Pour en arriver à une décision, le Tribunal doit considérer plusieurs facteurs, dont notamment [3]:

  1.    Les besoins de l’enfant;
  2.    La stabilité de l’enfant;
  3.    La fréquentation antérieure de l’école et de la garderie;
  4.    L’effet du choix sur les modalités de garde existante;
  5.    Les déplacements liés à la fréquentation de l’école;
  6.    La fréquentation scolaire par un autre membre de la famille, de la famille élargie ou d’amis;
  7.    L’implication antérieure de chacun des parents avec le milieu scolaire de l’enfant;
  8.    L’horaire de chacun des parents;
  9.    La flexibilité de l’horaire de chaque parent pour aller reconduire ou recueillir l’enfant;
  10.    La durée du temps passé au service de garde

Les avantages ou inconvénients subis par les parents n’influencent pas le choix du Tribunal, à moins qu’ils n’aient un impact sur l’enfant[4].

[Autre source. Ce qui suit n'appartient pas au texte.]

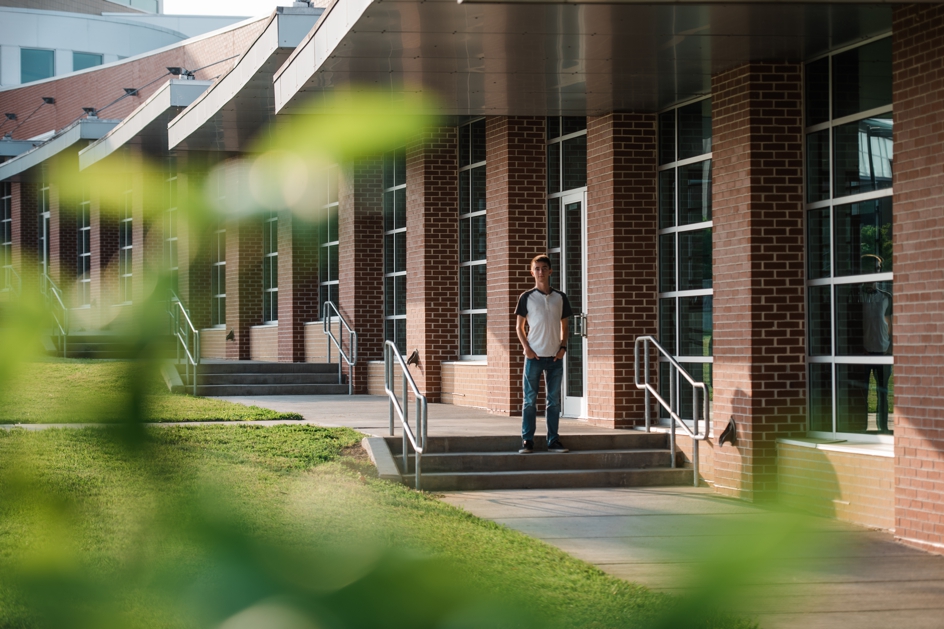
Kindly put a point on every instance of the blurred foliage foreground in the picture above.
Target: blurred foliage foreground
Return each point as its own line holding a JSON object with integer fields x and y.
{"x": 272, "y": 527}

Par ailleurs, il importe de souligner qu’il n’existe aucune présomption à l’effet que l’école privée doive nécessairement l’emporter sur l’école publique[5].

Quant aux désirs exprimés par l’enfant, il s’agit d’une composante de son intérêt qui doit être prise en compte dans les décisions qui le concerne, le tout selon son âge et sa maturité. La jurisprudence reconnaît que le désir de l’enfant joue habituellement un rôle déterminant dans le choix de l’école à partir de l’âge de 12 ans[6] tandis que de 8 à 12 ans, son désir est considéré sans toutefois être déterminant.

Cependant, l’Honorable Damien St-Onge précise dans une décision récente à cet égard que « pour donner suite à un tel désir de l’enfant, encore faut-il que le choix de l’enfant soit un choix éclairé et rationnel et non pas un choix qui semble dicté par un parent.»[7]

Ainsi, le Tribunal doit prendre en considération une pluralité de facteurs propres à chaque situation. Bien qu’il soit parfois complexe de concilier les réalités des parents, il demeure essentiel de privilégier en toute circonstance la solution qui entraîne le moins d’inconvénients pour l’enfant concerné par le choix d’école.

[1] Droit de la famille — 097462009 QCCA 623, par.46.
[2]Code civil du Québec, RLRQ c.CCQ-1991, art.604.
[3] Droit de la famille- 25660 2025 QCCS 1868, par.20 ; Droit de la famille – 192815 2019 QCCS 5853 par.13 à 16.
[4] Droit de la famille — 1829442018 QCCS 4896, par.8.
[5] Droit de la famille — 23356 2023 QCCS 825, par.17.
[6] Droit de la famille — 241340 2024 QCCS 3521, par 21.
[7] Droit de la famille — 24639, 2024 QCCS 1693, par. 54.